Her fingers fly over the keys of a stenograph, a machine that looks like a tiny combination typewriter and piano, accurately transcribing what’s being said nearly instantaneously. It’s the same machine court reporters use to keep verbatim transcripts of what’s being said in a courtroom.

Thomas, 51, also takes on less-visible work, doing Communication Access Real-time Translation (CART) for college students, convention participants or people at business meetings.

In those situations, she goes on-site with a person with a hearing impairment and transcribes what the professor or the presenter is saying, while her client watches the words appear on a laptop computer. She can even do the translation remotely from her studio, if the speaker is hooked up to a microphone and the client is connected with Thomas over a high-speed wireless Internet connection. The audio hookup goes through an Internet phone connection, and Thomas transcribes the lecture while listening from home. Sometimes, a client will even use a cell phone with a speaker.

“It’s pretty low-tech as tech is these days,” Thomas said.

Captioning for television is remarkably low-tech as well. The connections are usually dial-up, and the captioner writes as she listens. In fact, fancy satellite hookups don’t work. Because of the few-second delay in bouncing signals into space, the captioner gets too far behind the speaker.

“We can’t afford to have that delay,” she said.

Thomas says she enjoys her CART work most. “I enjoy listening to lectures about art history or calculus. … And they’re paying me to go to school, to watch TV.”

And she’s even worked at a wedding rehearsal dinner, where the groom was hearing impaired and his father wanted to make sure his son heard all the toasts.

What got me interested in this: “This job didn’t exist” when Thomas started as a court reporter in 1978. She went into that field because “I love words, and I love the machine,” she said, referring to the stenograph. Users are able to take verbatim transcripts with it by typing what amounts to shorthand.
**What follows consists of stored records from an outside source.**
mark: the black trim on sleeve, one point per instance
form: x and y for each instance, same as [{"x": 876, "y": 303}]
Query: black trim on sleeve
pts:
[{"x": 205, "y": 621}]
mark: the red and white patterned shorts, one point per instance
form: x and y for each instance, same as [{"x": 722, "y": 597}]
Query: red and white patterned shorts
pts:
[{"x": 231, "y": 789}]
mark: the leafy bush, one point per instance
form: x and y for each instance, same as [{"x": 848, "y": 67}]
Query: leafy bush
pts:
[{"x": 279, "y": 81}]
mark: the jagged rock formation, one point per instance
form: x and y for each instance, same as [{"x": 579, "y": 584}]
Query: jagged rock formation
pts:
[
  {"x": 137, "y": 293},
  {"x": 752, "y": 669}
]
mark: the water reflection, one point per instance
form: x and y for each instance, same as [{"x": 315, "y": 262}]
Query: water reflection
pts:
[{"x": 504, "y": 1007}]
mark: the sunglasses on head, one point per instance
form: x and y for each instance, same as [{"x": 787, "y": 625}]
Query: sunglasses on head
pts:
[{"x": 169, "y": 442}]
What looks like random letters and spaces turns into full words and phrases with the help of training and a computerized dictionary.
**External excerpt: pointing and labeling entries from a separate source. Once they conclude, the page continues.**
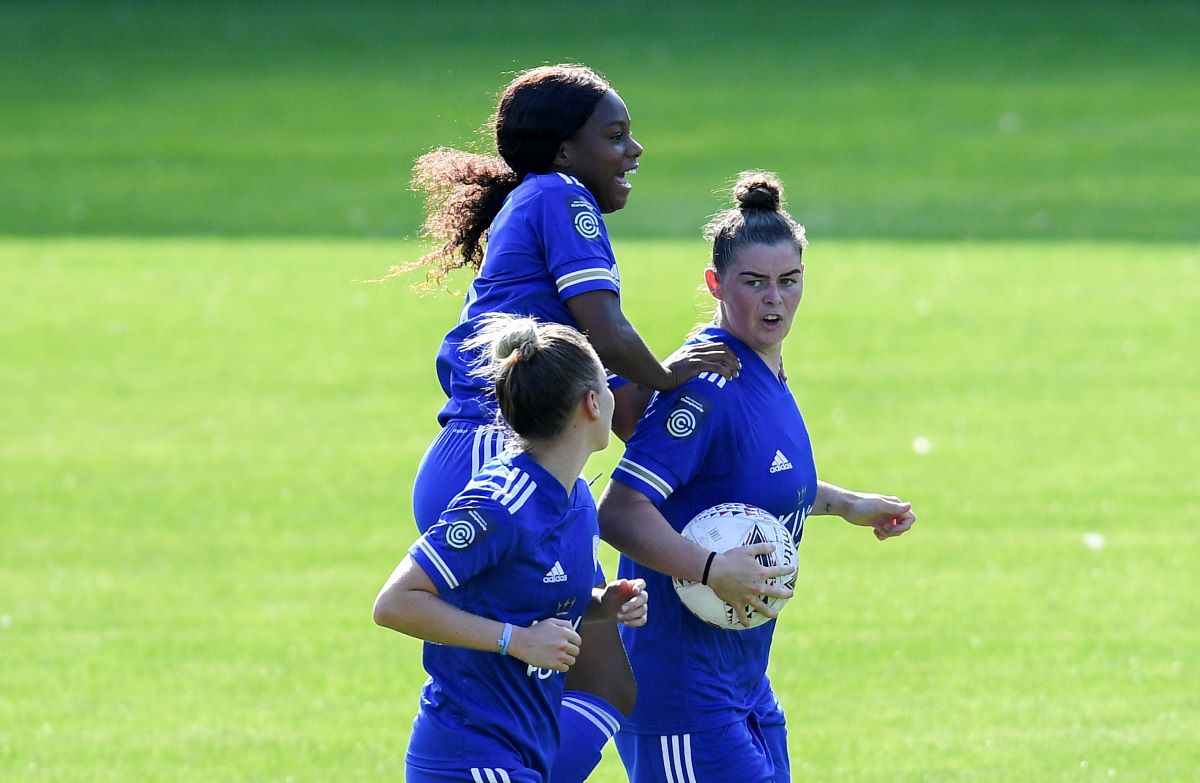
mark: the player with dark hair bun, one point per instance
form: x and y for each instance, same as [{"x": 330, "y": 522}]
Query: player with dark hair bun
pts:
[
  {"x": 503, "y": 580},
  {"x": 706, "y": 710},
  {"x": 531, "y": 222}
]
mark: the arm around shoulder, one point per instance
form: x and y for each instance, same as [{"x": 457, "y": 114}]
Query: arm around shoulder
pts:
[{"x": 887, "y": 514}]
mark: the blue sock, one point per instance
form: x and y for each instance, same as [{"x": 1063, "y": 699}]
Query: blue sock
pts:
[{"x": 585, "y": 723}]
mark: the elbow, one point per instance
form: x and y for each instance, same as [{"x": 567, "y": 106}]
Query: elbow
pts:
[{"x": 384, "y": 614}]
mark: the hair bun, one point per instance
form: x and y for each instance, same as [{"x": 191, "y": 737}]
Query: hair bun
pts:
[
  {"x": 519, "y": 336},
  {"x": 759, "y": 190}
]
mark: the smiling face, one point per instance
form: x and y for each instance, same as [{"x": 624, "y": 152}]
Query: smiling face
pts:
[
  {"x": 603, "y": 154},
  {"x": 757, "y": 296}
]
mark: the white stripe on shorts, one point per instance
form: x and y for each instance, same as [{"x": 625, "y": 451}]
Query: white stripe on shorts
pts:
[{"x": 677, "y": 758}]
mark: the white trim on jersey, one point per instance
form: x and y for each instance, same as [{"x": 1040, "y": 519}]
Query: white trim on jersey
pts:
[
  {"x": 712, "y": 377},
  {"x": 586, "y": 275},
  {"x": 516, "y": 490},
  {"x": 436, "y": 559},
  {"x": 646, "y": 476},
  {"x": 489, "y": 442},
  {"x": 677, "y": 760},
  {"x": 599, "y": 718}
]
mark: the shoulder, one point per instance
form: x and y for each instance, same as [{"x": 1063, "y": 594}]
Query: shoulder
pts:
[{"x": 499, "y": 488}]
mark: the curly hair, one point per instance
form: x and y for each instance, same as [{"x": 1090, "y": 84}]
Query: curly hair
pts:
[{"x": 538, "y": 111}]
Thomas began captioning in the mid-80s when a local television station began using captioning and looked to court reporters to do the work.

Best part of my job: “Being able to work from home,” Thomas said, adding that she enjoys the constant learning that’s involved in her job.

Most challenging part: “Doing the research to be prepared for each new assignment,” she said. “There’s so much you have to know.” A captioner needs to be familiar with the vocabulary and the names of people who might be mentioned. “We try for 99.9-plus percent accuracy,” she said.

What people don’t know about my job: “People don’t have any idea that when they watch live TV, there’s a human being behind the machine writing down every word,” she said. A captioner has to listen, then accurately record what’s being said as it’s being said.

During the World Trade Center tragedy in 2001, she pointed out, “every minute was captioned.” Thomas was working for national media at the time, primarily NBC, and was working on the project nearly non-stop.

What keeps me going: “The gratitude and thanks I get from deaf and hard of hearing customers when I work with them on-site,” Thomas said.

Preparation needed for this job: You need training as a court reporter and in CART captioning from an approved school. It takes about three years to get a certificate. You also need flexibility to work any time important events take place, and you have to love words, she added.

Most captioners are independent contractors working from home, like Thomas. She also co-owns a captioning business, EduCaption, which employs other captioners. Most of her television business now is from a local station and religious ministries. Captioners buy their own equipment and software, but Thomas pointed out that after the initial investment, there are few ongoing expenses other than telephone charges.

Thomas is a graduate of Brown College of Court Reporting and Medical Transcription in Atlanta and received her CART training later. She has captioned news, sports and entertainment programs for the major broadcast networks, CNN, ESPN and Home Shopping Network.